Website: www.catherinecolangelo.com
Lately, my work has dealt with notions of personal identity and how, as human beings, we can be such chameleons. We wear many different hats in our lives today and fulfill many different functions. I am a woman, employee, mother, wife, daughter, friend and artist. Depending on time and place, my different identities are called on to step to the forefront. I became interested in the idea of “Who will I be when I am with you?” and worked with that as text in several earlier pieces. Recently, I began working with fabric and sewing and creating abstract home forms.
For a recent show at Lawndale Art Center in Houston, I made work that examined the fragmentary nature of time. I created 90 drawings that were 4” x 6” and were each completed in one day (30 of them are seen in the North Gallery). The 90 drawings were installed together as a large group and the many pieces together became a whole that represented a visual record of one person’s life (moods, artistic inclinations, etc.) for 90 days. The second phase of this project was to execute three large drawings that were each worked on for exactly one month. I was interested in seeing the difference between the work that had been divided into small bits of time and then seen as a whole, versus the accumulation of the days in the three larger pieces.
The stimulus for specific pieces came from my day-to-day life: the funny and sometimes profound things my young son says; words, ideas or emotions that struck me during the day; or the need on some days to simply do a mindless doodle. Some days were good, some bad, but as an entire (unedited) group, the paintings served to record the reality of the time I spent working over six months’ worth of days.
In the more recent work seen in the South Gallery, I have been working with fabric and stitching. The square pieces began as fabric collages, which represented a very different way of working for me. In the paper pieces, the composition is totally drawn out ahead of time, and then painted much like a large coloring book page. These first collages led to the sewn fabric constructions that represent abstracted homes.
I am always very curious to go into people’s homes, as your home really shows who you are.

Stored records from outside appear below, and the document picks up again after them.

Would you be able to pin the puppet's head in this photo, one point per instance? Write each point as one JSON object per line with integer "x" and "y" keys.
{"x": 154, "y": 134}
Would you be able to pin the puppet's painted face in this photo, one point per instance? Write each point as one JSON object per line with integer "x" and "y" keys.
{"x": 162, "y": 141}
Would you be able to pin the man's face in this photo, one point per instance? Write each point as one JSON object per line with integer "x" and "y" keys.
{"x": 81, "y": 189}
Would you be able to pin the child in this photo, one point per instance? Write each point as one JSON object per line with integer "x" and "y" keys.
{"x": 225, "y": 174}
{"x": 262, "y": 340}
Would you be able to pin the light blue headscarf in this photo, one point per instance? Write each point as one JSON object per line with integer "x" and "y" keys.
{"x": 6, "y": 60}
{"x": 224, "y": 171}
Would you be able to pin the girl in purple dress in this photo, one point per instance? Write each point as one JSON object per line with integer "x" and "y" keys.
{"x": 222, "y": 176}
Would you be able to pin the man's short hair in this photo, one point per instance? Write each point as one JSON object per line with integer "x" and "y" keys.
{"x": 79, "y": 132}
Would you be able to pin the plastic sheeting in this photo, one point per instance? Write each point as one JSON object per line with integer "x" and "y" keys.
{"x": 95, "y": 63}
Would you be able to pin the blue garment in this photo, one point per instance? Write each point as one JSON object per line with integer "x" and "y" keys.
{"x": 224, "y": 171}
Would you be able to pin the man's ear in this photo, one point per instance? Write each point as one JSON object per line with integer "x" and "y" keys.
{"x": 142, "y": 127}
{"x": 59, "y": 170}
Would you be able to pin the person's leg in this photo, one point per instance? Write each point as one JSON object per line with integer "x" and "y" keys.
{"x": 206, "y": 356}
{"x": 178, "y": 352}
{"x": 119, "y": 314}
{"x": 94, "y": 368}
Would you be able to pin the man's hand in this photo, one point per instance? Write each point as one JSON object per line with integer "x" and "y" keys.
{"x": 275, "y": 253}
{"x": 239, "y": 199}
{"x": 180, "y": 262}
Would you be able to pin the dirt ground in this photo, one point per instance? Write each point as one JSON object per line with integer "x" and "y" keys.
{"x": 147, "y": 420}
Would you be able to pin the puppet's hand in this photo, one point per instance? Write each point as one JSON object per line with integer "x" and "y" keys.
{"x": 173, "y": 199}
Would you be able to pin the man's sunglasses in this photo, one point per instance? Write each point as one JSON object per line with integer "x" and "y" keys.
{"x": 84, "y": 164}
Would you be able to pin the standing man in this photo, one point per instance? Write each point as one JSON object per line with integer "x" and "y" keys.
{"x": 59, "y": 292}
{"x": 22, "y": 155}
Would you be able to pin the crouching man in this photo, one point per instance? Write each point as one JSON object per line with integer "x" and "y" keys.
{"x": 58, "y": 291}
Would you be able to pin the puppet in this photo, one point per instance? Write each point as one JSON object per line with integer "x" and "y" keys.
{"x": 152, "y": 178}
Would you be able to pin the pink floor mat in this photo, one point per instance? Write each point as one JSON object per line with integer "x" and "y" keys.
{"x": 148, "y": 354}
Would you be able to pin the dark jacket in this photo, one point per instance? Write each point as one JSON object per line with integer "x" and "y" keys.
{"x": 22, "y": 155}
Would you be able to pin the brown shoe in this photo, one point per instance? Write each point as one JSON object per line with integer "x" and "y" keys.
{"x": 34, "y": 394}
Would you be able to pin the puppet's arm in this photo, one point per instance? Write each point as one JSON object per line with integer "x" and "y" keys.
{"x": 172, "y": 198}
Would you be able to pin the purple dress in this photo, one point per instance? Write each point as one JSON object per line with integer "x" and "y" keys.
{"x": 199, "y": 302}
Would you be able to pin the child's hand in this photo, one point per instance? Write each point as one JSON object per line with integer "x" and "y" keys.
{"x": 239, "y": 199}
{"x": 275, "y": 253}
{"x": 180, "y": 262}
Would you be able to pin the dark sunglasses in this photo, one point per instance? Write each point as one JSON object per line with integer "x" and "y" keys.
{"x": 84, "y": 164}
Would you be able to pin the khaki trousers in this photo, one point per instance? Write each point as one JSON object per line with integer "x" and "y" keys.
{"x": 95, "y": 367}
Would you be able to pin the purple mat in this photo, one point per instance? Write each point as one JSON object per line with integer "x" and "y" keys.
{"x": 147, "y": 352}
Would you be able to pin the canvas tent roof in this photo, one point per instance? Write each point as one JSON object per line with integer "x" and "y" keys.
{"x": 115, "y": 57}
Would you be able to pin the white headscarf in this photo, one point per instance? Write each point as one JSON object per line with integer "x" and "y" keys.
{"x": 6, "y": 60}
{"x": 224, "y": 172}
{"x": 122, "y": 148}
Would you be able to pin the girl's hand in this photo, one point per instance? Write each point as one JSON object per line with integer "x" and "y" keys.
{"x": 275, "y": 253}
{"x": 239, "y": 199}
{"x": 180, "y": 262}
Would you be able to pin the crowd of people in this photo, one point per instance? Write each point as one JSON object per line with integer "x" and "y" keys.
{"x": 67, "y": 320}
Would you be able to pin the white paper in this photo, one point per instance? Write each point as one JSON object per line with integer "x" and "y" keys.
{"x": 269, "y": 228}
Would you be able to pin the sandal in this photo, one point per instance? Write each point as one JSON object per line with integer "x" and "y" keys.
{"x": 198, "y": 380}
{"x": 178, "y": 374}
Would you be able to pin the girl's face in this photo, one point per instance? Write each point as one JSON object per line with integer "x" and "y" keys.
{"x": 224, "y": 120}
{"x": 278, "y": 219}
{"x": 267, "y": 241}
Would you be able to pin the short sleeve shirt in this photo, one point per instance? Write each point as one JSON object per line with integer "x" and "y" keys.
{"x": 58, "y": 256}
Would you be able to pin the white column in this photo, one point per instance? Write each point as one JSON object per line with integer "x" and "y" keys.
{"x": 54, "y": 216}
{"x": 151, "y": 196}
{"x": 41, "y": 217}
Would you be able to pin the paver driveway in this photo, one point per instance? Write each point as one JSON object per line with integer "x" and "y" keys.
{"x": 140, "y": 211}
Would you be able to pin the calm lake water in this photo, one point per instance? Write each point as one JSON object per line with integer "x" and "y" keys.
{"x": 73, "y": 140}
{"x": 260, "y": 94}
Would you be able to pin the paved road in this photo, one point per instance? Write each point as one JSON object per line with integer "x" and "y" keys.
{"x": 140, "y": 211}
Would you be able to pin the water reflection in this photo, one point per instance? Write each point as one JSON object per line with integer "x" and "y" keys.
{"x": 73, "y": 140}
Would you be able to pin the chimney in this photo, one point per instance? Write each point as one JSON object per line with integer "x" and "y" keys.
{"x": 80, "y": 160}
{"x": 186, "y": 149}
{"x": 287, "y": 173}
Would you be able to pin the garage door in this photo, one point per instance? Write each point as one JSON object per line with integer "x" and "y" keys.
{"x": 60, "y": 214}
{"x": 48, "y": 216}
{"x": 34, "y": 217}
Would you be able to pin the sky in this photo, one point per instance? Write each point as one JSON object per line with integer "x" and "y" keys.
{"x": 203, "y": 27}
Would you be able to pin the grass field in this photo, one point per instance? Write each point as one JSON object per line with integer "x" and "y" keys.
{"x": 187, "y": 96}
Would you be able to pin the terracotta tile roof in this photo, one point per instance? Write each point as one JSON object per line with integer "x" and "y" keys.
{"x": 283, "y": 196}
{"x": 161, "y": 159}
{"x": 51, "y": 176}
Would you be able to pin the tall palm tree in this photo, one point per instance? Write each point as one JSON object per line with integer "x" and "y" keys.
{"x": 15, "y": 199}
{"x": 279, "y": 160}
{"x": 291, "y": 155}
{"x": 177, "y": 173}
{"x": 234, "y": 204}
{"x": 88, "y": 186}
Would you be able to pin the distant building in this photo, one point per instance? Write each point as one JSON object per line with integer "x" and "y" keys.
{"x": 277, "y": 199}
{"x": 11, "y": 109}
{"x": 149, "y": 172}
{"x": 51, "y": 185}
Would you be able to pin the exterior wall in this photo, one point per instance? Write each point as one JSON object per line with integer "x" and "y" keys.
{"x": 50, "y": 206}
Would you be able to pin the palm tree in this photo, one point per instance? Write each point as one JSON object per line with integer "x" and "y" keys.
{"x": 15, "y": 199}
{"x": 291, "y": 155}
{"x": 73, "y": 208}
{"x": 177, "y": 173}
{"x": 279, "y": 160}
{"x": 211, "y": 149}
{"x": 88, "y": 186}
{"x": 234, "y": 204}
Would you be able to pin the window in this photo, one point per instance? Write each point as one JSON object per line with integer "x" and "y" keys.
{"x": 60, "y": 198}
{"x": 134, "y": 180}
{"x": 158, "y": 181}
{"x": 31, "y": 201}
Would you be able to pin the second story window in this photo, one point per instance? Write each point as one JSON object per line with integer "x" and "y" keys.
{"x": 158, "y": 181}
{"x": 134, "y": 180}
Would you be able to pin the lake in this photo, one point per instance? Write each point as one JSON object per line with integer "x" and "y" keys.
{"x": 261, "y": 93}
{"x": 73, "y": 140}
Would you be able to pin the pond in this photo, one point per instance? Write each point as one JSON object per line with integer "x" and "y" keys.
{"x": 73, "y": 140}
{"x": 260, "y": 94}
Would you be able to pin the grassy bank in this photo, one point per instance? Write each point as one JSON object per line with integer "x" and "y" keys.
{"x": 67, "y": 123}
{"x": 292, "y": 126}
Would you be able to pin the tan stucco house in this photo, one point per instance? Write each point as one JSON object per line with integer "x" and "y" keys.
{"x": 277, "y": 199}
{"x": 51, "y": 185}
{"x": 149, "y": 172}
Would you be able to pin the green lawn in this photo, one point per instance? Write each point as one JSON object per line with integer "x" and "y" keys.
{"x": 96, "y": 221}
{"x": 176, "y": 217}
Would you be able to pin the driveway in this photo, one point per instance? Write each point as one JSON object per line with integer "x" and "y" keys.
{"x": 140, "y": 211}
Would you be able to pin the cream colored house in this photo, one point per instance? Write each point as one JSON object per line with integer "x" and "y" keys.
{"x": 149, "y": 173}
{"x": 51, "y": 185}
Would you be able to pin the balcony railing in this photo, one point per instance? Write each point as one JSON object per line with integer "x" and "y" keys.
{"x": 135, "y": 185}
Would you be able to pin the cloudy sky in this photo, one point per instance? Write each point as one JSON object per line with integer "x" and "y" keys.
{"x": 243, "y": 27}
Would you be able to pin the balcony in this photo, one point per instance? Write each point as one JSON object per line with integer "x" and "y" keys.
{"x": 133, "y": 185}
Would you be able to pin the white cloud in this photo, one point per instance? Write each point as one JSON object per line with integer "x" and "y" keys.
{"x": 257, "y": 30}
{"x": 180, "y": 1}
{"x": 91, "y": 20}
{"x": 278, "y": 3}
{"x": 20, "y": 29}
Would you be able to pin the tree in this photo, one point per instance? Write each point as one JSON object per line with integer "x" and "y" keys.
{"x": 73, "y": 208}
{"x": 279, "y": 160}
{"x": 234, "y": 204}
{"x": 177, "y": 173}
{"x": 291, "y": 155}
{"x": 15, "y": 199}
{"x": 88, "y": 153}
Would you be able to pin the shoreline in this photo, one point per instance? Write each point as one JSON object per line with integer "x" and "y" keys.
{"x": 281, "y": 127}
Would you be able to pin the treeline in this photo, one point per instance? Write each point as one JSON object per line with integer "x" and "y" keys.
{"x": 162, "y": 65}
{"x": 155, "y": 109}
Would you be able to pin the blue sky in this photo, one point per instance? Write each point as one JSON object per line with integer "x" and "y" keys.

You surround yourself with items and objects that are both functional and reveal your tastes. You can learn a lot about a person’s habits and inclinations by going into his or her home.
Sewing seemed the appropriate method for constructing these homes, especially since sewing is traditionally work that is done in the privacy of the home. The process is additive and laborious, with the hand-stitching taking a long time. I use diaphanous fabrics like organza, chiffon and silks and you can see through the layers of the homes. The work moves intuitively and parallels my experience in my own home: no one gives you a manual as a parent or an artist. You have to find your own way, adding what seems necessary and right, and logging the hours to make it the best you can.